Una narrativa visiva poliedrica e concettuale in cui viene fuori lo studio londinese della creativa che, tra i tanti progetti, ha fondato negli ultimi anni due collettivi: la serie di tre mostre dal titolo Shift, a Londra dal 2014 al 2015 e Castro, nella Capitale dal 2018. Elementi diversi, istanti che si accarezzano sulle superfici delle opere e diventano l’espressione di metamorfosi interiori, cambiamenti lubrificati dall’illogicità delle emozioni e le forme, quando è possibile coglierle, si sciolgono in una mescolanza di presente, passato e futuro che sfiora il surreale.

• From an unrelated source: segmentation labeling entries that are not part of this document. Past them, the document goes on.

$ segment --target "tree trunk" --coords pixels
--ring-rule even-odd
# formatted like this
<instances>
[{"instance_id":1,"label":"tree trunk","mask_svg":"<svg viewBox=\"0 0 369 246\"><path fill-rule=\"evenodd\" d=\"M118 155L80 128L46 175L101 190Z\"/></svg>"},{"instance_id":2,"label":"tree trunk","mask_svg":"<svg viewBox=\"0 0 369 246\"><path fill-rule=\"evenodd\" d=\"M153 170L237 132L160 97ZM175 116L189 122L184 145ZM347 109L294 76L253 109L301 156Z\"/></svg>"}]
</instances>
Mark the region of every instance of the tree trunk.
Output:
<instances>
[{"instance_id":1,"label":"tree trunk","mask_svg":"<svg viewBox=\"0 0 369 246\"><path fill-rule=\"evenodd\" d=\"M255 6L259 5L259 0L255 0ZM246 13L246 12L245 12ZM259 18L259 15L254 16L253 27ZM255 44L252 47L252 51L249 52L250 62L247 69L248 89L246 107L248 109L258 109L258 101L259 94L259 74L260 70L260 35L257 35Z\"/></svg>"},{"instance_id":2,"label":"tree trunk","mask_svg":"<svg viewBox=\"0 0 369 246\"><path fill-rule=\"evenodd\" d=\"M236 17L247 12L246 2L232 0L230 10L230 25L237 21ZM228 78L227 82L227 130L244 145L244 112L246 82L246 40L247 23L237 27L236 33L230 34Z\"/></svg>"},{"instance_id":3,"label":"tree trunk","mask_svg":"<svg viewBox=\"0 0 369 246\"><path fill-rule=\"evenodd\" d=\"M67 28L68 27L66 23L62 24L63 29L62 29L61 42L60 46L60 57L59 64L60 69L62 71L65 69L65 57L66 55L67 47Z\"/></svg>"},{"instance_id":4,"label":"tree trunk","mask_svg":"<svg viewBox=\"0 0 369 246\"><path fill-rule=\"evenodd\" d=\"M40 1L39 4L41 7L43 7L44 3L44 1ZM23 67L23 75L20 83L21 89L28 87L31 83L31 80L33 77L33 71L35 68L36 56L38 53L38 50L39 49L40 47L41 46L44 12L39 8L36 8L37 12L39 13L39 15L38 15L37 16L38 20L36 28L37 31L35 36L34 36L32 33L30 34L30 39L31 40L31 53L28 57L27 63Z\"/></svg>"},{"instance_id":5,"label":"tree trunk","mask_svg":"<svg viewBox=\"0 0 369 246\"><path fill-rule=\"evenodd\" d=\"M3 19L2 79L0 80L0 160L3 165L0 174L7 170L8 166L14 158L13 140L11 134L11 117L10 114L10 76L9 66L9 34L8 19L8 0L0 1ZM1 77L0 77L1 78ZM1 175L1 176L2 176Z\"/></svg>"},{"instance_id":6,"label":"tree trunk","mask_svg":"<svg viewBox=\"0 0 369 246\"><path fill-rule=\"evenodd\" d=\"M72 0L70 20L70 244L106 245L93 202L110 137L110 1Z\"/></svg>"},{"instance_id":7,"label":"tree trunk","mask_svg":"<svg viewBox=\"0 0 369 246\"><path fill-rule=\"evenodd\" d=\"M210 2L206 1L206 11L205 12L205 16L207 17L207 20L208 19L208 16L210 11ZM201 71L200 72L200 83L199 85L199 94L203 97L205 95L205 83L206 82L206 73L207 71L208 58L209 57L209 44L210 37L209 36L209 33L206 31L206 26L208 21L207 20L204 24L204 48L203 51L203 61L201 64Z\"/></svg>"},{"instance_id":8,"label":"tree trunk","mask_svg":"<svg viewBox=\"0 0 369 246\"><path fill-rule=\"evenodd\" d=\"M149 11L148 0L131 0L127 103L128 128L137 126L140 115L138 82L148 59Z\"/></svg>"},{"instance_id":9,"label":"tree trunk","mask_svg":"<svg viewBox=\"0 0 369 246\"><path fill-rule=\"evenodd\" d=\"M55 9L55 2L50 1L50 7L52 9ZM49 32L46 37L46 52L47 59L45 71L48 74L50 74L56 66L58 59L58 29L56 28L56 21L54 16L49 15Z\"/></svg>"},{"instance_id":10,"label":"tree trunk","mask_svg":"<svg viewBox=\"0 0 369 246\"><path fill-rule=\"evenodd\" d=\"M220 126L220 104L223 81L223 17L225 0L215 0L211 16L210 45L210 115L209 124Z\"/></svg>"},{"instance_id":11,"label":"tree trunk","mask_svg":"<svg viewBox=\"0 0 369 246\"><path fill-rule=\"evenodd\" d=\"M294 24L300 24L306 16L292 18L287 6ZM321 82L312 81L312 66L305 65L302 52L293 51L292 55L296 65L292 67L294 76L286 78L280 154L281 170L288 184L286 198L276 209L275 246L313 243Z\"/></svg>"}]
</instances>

La stanza è il luogo sicuro, il rifugio dell’arte. Ma è anche un contenitore che, diversamente da quanto si possa pensare, non garantisce stabilità. E si trasforma in una rete di attimi divergenti destinati a diventare paralleli.
Fino a quando, finalmente, si incontreranno per convergere in un punto dettato dal caso.
Allora sì che ci conterremo a vicenda, entrando e uscendo da una porta, canalizzando esperienze multi-sensoriali tra intimità e incontenibili flussi di desiderio nascosti dalla coscienza. Nella scelta ardua di custodire o rivelare.

“Una soglia come una barriera ma qui è solo parziale. Hai il diritto di attraversarla? Non c’è apertura né chiusura, qui. Il portale, solitamente un varco, blocca una sezione di sala, rendendo i lati un passaggio a sé. Ospita i demoni degli spazi interiori, come fossero forme sognanti proiettate su una superficie. Figure amorfe si scontrano, e vengono intrappolate dai telai di ferro; gli opposti si assemblano in composizioni che rinunciano ad un senso fisso. Sono figure guardiane: ostili, ma unite“, scrive nel testo critico dell’esposizione Carolina Ongaro, che aggiunge: “Per Cicerone, le porte sono punti di accesso (ianuae) alle soglie degli edifici profani. In passato, i portali erano considerati come la ‘terra di nessuno’, una zona non appartenente né all’interno, né all’esterno: un’assenza di dimensione. Ed eccoti qui: scendendo le scale, ti allontani dal chiarore per abbracciare l’oscurità. È forse questo un luogo pericoloso? Scendi, guarda l’organo rilucente e insinuati all’interno. Ti imbatterai in una sostanza putrida che, tuttavia, è fonte di vita. Questa essenza luminosa, splendente come una perla, cela un lato oscuro. La sua superficie perfettamente liscia è segnata da una cavità che è sia entrata che uscita: apre un flusso, come quello del respiro. Il freddo della pietra ti disorienterà ma, lentamente, i tuoi occhi si adattano a una nuova luce. Lasciati avvolgere da un senso di accettazione.I luoghi più profondi non sono mai confortevoli: nello stupore, stai dimostrando coraggio“.

Nel viaggio sinuoso di Gaia Di Lorenzo ci sono le influenze del mondo esterno che caratterizzano la tecnica ordinata e contemporaneamente scomposta dell’artista. In un fiume emotivo che, con differenti codici di lettura, si traduce nel linguaggio mai univoco dell’arte racchiusa in una stanza, in cui le porte, intese come varchi da attraversare ma anche vie di fuga, sono lo “stargate” della memoria.